Late-morning shadows worked patterns across the scarred wooden floor, patterns underfoot shifting angle and design at the pace of the sun crossing the sky. Mom’s eyes fell closed as though she’d heard and she began to hum a short snatch of flat music that nearly brought a song to mind. Teardrop’s green truck was down in the yard and the boys ran around it hurling dripping snowballs at each other. Ree felt a low vibration become electric in the jelly between her bones and heart, and said, “He’s gone, ain’t he?”
“This is for you-all.” Teardrop took a flat square of folded dollars from inside his jacket and tossed it to the couch. “His court day was this mornin’ and he didn’t show.” He flung his arm out, gesturing vaguely toward the land up the hill behind the house. “I’d sell off that Bromont timber now while you can.”
“No, huh-uh. I won’t be doin’ nothin’ like that.”
“That’s the very first thing they’ll do once they’ve took this place from under you-all, girl.
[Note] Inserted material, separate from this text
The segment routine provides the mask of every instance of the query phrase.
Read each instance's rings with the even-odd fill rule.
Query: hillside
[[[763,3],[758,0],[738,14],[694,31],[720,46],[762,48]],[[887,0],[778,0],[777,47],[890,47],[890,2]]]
Go up’n cut them woods down to nubs.” He stepped to stand before her and put a hand beneath her chin, raised her eyes to meet his. “Might as well have the dough to spend on your own.” He stood back, plucked a bag of crank from the smoke pocket on his shirt, scooped a load with a long fingernail and snorted, snorted again. He twisted his neck while rubbing his nose and the black dots in his eyes burst wider and darker. He held the bag to Ree. “You got the taste for it yet?”